Recently, though, Deanwood residents have established a solar coop and are working to grow their reach throughout the ward. The idea for a Ward 7 coop emerged after a few Deanwood residents learned about the success of other solar coops in the District and wanted to bring the benefits of solar to their neighborhood. The group began to host meetings and eventually elected Dr. Daanen Strachan as the group’s president. In June, the coop hosted a big Solar Fair attended by local businesses, organizations, community members and council reps.
While it would seem like solar is an odd match for a struggling community, solar is actually one tool for residents to take control of their energy production. Owning or leasing solar panels means residents are producing their own power, at a rate that is lower than Pepco’s (the local energy supplier).
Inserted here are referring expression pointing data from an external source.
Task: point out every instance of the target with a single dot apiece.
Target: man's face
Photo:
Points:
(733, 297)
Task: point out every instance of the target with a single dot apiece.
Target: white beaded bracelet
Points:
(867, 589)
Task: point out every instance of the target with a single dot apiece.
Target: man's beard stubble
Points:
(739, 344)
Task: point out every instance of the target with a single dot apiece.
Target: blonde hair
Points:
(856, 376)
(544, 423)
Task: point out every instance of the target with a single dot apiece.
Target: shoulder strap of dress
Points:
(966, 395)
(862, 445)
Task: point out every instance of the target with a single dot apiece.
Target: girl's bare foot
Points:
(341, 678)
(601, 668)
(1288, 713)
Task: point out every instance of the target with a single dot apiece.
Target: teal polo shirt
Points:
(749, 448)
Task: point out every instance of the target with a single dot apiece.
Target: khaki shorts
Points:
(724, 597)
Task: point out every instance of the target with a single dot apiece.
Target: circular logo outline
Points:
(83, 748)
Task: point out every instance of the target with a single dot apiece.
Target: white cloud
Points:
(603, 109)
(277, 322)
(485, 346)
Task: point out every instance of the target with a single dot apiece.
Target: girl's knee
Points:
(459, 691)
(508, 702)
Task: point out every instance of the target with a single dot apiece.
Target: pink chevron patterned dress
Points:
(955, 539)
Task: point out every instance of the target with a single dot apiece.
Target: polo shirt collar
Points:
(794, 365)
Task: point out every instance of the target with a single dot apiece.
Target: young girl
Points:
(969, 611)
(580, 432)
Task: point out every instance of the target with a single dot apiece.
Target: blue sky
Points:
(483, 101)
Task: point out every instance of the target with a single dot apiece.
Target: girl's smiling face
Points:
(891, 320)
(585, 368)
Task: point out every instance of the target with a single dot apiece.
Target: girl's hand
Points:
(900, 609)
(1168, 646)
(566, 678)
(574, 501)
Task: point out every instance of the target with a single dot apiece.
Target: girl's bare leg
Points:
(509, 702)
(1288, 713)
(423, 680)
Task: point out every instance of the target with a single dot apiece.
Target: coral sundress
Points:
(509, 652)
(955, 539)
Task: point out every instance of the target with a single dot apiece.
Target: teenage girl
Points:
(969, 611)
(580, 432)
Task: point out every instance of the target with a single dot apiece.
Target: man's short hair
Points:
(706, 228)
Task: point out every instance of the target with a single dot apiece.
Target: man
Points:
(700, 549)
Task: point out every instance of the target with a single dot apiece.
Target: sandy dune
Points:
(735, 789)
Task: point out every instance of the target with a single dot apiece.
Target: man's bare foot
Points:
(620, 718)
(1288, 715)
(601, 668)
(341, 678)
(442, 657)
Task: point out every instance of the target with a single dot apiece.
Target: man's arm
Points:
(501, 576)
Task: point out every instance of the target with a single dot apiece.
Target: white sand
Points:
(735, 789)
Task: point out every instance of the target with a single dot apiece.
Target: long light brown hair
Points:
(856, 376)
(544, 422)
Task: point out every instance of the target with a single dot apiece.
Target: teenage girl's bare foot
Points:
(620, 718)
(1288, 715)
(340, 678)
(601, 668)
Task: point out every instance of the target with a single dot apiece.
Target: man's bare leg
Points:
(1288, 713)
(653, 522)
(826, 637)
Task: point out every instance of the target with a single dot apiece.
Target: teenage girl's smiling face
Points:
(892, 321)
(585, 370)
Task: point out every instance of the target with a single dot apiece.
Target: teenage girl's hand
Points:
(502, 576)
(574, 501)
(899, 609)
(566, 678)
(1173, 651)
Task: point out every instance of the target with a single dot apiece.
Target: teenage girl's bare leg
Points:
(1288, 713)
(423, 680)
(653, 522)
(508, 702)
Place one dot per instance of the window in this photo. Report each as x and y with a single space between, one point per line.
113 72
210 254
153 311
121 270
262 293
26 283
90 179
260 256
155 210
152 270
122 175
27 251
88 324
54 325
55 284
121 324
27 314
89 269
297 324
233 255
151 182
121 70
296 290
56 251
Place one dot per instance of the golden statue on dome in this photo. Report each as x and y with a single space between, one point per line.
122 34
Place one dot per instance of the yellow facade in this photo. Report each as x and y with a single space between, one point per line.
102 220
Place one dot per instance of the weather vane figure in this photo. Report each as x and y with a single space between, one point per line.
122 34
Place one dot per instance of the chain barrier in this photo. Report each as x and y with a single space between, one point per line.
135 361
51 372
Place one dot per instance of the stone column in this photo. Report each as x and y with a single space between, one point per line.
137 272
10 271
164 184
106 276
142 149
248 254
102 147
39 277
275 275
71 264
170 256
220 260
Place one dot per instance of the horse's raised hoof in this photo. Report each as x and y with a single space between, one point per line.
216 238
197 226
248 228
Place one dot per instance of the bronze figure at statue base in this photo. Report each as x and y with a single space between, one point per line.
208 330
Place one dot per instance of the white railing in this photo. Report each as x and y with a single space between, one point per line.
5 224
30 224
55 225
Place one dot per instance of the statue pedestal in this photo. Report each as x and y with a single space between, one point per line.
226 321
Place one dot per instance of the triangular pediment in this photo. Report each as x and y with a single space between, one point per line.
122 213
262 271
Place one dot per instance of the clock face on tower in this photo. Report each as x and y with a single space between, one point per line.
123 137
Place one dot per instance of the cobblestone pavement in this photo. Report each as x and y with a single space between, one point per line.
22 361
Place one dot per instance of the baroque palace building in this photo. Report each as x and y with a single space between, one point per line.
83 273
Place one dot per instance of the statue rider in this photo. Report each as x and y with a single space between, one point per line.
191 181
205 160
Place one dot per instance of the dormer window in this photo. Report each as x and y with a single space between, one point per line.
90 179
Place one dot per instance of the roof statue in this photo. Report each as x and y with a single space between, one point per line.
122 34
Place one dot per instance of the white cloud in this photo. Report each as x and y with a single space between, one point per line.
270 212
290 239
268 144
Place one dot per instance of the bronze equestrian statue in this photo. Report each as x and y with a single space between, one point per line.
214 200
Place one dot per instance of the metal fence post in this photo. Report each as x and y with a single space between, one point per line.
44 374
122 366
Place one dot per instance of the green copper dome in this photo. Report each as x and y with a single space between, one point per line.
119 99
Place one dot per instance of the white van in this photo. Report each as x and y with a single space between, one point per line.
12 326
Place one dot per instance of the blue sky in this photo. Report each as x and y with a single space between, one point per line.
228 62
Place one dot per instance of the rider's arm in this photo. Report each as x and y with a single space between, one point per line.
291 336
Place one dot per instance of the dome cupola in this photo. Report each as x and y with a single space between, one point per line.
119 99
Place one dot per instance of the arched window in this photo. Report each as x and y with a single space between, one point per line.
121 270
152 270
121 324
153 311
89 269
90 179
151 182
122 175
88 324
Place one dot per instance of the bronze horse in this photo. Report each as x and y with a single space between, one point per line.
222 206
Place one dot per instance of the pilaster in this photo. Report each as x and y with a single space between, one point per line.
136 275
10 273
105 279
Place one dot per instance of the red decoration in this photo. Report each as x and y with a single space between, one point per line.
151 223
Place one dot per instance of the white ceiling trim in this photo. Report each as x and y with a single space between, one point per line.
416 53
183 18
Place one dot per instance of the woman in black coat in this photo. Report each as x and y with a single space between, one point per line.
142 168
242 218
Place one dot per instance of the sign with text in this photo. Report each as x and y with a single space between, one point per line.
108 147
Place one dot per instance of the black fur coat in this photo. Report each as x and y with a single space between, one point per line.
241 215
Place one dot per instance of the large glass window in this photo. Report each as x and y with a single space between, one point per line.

That means money back in their pockets and greater opportunities economic self-determination.
In some ways owning solar today is somewhat like owning land back when Deanwood was established. Solar panels allow residents to have ownership and control over the means for energy production, just as land ownership provided Deanwood residents with the greater opportunity for economic self-determination in the 1870s and beyond.
Solar technology is new and flashy, but it is being used in ways that that aren’t all that unique. Obviously solar coops are not single-handedly going to solve all of Deanwoods economic challenges, but residents have found that generating their own power is one tool in a larger struggle to revive their community.